27 Ağustos 2016 Cumartesi







ALEVİ İNANCINDA ABDEST

“Tarikat Abdesti”       

AB: Su
DEST: El
Dilimize Farsçadan geçme olan AB ve DEST sözcüklerin birleşimden Abdest ve Gusül konusuna Alevi inancı içindeki erkânlardaki yeri hakkında bilgi;

Ab ve Dest Kelimelerinin birleşiminden oluşturulmuş ve dilimize Farsçadan geçmiş olan ELSUYU kelimesinin içerdiği sözlük anlamıyla bedenen yapılacak bir temizliği ifade etmektedir.

Alevilik, şekilciliği reddeder, bu bakımdan da bu hususlar Alevi inancında “Abdest ve Gusül” gibi şekli kurallara bağlanmamıştır. Ayrıca; temizlenmek için temizliği çeşitli dini kurallara bağlı kalmak da bağlamakta gerekmez.
Temizlik; aynen ibadet etmek için veya günlük yaşama devam etmenin de bir gereğidir.

Alevilikte önemli olan özdür. Alevilikte dış temizlik ve iç temizlik birlikte telaffuz edilir. Temizlik Zahiri ve batini olarak (içsel ve dışsal) temiz olmak şeklinde algılanır.

Açık olan şu dur ki. Alevi inancında fiziki bir temizliğin yanında bir içsel temizliğinde şart olduğudur.
İbadetin her türlüsü Alevilikte Hakk ile insan arasındadır. Hakk, insanın özündedir.

Hakk insanın ne yaptığına değil, ne yapmak istediğine bakar. Dolayısıyla temizlenirken de ağzına kaç kere su götürdüğü ile değil, yaptığı işteki samimiyete, yaptığı işin özüne bakar.
İnanç Hakk ile kulu arasındaki rıza akdidir.
Şeriat abdesti su ile olur akar gider, Tarikat abdesti Pir elinden alınır.

Hünkâr Hacı Bektaş Veli bir sözünde diyor ki: “Eliniz ayağınız kirliydi, suyla yıkadınız gitti. Ya aklınız kirlenirse o zaman ne yapacaksınız.
İşte bu manada aklı temiz etmenin adı manası Alevilikte, “Alevi Yolu”, inancıdır.

Yunus'un dediği gibi:

Asıllardan asıl nedir

Gusüllerden gusül nedir

Şeriatta su pak eder

Tarikatta gusül nedir

Alevi inancında her konusunun iki anlamı vardır. 1- Zahiri (görünen-dışsal) 2-Batini (görünmeyen-İçsel) anlamlarıdır.
Bugünlerde özellikle abdestin bu iki anlamı da bilinmesine rağmen bazı inanç gruplarında çoğunlukla abdestin zahiri (dışsal/görünen) kısmı daha öne çıkarılmaya şekilsel, uygulamaya yönelik bir Sünni İslam inancı dayatılmaya çalışıldığı açıktır.

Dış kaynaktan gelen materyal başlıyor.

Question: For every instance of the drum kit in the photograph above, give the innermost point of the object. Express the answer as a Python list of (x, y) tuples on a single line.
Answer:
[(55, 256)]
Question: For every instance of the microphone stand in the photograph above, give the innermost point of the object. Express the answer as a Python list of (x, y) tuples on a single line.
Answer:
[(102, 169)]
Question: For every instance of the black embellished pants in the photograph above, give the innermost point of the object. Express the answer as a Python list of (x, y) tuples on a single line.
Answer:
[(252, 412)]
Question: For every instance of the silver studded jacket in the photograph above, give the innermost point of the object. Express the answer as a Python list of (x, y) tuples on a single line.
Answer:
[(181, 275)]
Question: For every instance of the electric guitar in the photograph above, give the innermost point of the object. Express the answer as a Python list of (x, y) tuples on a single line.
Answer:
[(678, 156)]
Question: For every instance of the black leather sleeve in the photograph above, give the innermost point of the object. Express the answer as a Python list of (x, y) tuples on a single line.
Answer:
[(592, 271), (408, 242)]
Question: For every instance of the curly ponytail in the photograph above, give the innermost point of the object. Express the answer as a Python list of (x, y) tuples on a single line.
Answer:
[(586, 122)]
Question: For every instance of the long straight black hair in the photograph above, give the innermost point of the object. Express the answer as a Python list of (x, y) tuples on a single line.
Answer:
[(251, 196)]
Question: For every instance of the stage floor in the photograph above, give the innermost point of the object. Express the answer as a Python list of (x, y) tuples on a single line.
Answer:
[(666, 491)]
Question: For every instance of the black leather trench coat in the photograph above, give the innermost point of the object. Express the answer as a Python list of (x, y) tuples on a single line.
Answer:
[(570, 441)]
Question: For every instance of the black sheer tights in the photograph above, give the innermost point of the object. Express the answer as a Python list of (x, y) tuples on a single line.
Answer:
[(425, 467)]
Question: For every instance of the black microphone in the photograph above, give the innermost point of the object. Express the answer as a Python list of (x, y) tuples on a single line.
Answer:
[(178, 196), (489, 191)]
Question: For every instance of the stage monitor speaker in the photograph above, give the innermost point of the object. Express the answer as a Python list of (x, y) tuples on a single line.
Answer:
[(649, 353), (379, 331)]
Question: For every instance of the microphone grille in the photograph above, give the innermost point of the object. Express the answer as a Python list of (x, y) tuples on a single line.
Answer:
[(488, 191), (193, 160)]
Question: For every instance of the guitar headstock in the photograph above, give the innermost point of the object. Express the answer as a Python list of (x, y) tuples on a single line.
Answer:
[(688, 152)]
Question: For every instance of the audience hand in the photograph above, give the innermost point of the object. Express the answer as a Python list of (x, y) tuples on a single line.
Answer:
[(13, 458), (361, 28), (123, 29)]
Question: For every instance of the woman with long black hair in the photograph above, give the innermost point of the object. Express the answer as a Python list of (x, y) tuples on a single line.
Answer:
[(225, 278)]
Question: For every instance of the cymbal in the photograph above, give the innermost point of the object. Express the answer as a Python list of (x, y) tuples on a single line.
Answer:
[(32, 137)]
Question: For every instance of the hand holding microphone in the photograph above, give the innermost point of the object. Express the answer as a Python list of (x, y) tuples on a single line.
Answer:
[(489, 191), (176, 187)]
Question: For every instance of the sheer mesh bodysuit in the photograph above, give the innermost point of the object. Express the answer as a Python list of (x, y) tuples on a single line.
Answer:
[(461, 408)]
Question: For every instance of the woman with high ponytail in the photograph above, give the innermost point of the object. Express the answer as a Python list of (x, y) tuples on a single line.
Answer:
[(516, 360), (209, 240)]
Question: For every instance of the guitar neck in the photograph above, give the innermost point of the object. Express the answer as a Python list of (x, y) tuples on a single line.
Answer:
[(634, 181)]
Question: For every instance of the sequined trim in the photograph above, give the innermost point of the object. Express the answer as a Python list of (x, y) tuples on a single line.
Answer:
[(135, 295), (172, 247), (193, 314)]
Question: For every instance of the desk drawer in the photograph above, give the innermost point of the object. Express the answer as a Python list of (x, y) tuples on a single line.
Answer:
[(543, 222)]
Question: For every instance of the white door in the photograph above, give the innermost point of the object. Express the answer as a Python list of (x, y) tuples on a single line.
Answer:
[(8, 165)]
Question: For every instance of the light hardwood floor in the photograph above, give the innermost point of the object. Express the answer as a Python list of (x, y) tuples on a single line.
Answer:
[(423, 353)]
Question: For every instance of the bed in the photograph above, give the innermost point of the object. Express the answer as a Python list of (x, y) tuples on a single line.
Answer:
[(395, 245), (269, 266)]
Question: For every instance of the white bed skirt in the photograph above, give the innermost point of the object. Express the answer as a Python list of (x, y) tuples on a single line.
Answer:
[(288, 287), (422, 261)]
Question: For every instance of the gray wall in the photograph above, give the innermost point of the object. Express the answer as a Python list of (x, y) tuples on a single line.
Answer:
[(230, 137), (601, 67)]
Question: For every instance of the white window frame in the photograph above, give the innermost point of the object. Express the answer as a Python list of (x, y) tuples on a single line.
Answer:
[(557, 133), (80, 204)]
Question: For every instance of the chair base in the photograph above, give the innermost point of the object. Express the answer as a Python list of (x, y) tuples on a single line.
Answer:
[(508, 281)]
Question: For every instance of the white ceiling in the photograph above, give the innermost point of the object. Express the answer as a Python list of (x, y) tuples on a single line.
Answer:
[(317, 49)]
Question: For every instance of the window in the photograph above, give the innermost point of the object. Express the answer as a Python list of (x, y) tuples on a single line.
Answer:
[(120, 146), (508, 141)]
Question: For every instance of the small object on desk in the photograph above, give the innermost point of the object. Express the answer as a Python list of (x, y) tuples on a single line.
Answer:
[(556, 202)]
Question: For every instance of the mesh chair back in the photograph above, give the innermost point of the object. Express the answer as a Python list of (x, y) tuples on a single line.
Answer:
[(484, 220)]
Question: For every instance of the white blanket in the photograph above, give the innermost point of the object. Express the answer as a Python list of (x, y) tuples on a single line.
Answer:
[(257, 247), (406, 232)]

Alevilikte abdestin zahiri (görünen/ dışsal) yönü yanında asıl Batini (içsel/görünmeyen) kısmı daha çok önemlidir. Esas abdestin anlamı orada gizlidir işte tamda bu yüzden de abdestin zahiri bu bakımdan önemi bir kat daha artmaktadır.

Hz. Muhammed ;“Temizlik imandan gelir” sözüyle de imanın en önemli kısmının temizlik den geçtiğini işaret etmiştir, ama manada (Batini) hangi temizliği işaret etmektedir. Bize önemli olan göre bedenen dış temizliği işaret etmek kadar iç beden, gönül, ruh temizliğini işaret etmektir.

Alevileri işte dış bedensel temizliklerine önem (ibadete-ceme başlamadan önce) verdikleri gibi en önemlisi olan, ruh temizliğine, abdestine bu manada daha çok önem verirler. Bunu da inançları gereği ibadetlerinin dışında da yerine getirmeye gayret ederler. Beden temizliği ise sosyal hayatın bir gereği olarak zaten yapar.

Alevi inancında ibadete başlamadan önce bedenin dışının temizlenmesi, yıkanmak esastır. İbadet esnasında ibadette bulunan diğer insanların bu kurala uyması beklenir.

Dört kapı, Kırk makamının, ilki olan Şeriat kapısının on makamından biri de “Temiz giyinmektir.

Alevi inancında, Hakk insanda tecelli etmiştir. Yani insanın özünde Tanrı vardır. İnsan Yaratanın en öz, en saf parçasıdır. Bu durumda insan dış yani zahiri bedenini şeriat´a göre temizlense bile sadece dış bedenini temizlemiş olacaktır ki bu manada tam bir temizlikten söz edilemez.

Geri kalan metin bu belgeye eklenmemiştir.